Zainab Rabbaa, 24 anos, de Meknès, sempre foi atlética. Nadadora e jogadora de futebol de longa data, Rabbaa descobriu o surf quando se mudou para Rabat para fazer um doutoramento em artes aplicadas. “Eu realmente fiquei fisgada na primeira vez”, diz ela. “Foi um amigo quem sugeriu.” Ela treinou todas as semanas desde então. O próximo passo: férias em Taghazout, uma estância balnear no sul de Marrocos conhecida pelas suas ondas.

Embora a popularidade do esporte esteja crescendo entre as mulheres, ser mulher na praia em Marrocos costuma trazer complicações. “Quando vou apenas com uma amiga, às vezes encontramos pessoas hostis”, diz Rabaa. “Mas se eu for com um cara, está tudo bem.”

Depois que ela veste a roupa de neoprene, porém, a dinâmica muda frequentemente. “Quando as pessoas veem você com uma prancha de surf, não se aproximam de você, não há mais assédio sexual”, acrescenta El Amraoui. “Ou pensam que você é rico e pertence a um dos clubes de surf, ou presumem que você é lá apenas para treinar e não para flertar.”

Zainab Rabaa. Foto: Emma Larbi

Os ocasionais olhares de desaprovação dos banhistas não são as únicas considerações que pesam sobre as surfistas. Suas famílias muitas vezes temem que o esporte seja perigoso demais para as mulheres. “No início, minha família era totalmente contra eu surfar porque tinha medo da água”, lembra El Amraoui.

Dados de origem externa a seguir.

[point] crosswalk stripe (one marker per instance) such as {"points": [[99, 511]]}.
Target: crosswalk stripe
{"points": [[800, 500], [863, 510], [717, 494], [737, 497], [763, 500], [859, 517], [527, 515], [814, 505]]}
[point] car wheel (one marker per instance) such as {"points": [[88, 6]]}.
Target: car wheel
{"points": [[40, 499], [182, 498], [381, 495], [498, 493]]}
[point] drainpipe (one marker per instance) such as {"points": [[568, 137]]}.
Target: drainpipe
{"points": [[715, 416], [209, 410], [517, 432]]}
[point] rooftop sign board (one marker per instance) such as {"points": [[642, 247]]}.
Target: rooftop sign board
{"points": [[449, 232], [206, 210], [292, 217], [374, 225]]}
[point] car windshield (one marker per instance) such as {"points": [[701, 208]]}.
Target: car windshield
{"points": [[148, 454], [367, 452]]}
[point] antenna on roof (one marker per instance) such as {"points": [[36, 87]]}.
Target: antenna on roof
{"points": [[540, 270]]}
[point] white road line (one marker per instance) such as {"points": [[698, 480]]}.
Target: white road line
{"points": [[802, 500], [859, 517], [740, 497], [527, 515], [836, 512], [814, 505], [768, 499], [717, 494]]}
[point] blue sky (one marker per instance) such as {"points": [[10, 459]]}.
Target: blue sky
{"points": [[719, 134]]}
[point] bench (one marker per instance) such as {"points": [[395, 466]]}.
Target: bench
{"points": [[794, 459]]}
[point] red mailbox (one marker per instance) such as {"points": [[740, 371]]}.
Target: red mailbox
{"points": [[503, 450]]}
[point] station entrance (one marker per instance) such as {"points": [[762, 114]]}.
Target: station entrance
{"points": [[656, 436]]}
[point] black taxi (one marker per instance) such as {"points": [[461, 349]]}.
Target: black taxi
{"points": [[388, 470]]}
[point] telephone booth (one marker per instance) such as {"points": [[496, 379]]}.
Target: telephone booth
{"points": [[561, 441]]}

Rabbaa também teve que se envolver em negociações delicadas com sua família para surfar. “Os pais de meninas que nunca saíram de casa sozinhas ou viajaram dentro do país ficam muitas vezes com muito medo”, diz ela. Seus pais nunca tentaram impedi-la, porque ela foi muito independente desde tenra idade. “Desde pequena que quero sair sozinha”, diz ela com orgulho. “Fiz a minha primeira viagem aos 20 anos. Fui à praia, então eles habituaram-se.” Além disso, as famílias “têm mais medo dos homens”, acrescenta, “do que das ondas”.

Ines Tebbai é uma estrela em ascensão de 17 anos entre os surfistas profissionais do Marrocos. Encontro-me com ela no apartamento da sua família em Casablanca, a poucas centenas de metros do mar, onde uma série de pranchas de surf estão expostas na sala, medalhas e troféus cobrindo as prateleiras. Tebbai ainda está no ensino médio, mas está matriculada em um programa de ensino à distância e estuda de forma independente. Em dois anos, ela estudará nas Ilhas Canárias, na Espanha. “Se eu for para o exterior, conseguirei um cartão de residência, viajarei pela Europa e ganharei mais experiência”, diz ela, esperançosa. “Eu poderia conhecer surfistas internacionais e talvez encontrar oportunidades mais competitivas.”

Inês Tebbai. Foto: Emma Larbi

Tebbai já representa Marrocos em competições, tal como a sua irmã mais velha, Lilias, que é uma das três surfistas marroquinas que competem internacionalmente. “Ainda é um desafio vencê-la”, ela brinca. Apesar da pouca idade, Tebbai já participou nos campeonatos marroquinos, europeus e africanos, seguindo os passos de Fatima Zahra Berrada, a primeira mulher marroquina a surfar em competições internacionais em 1996.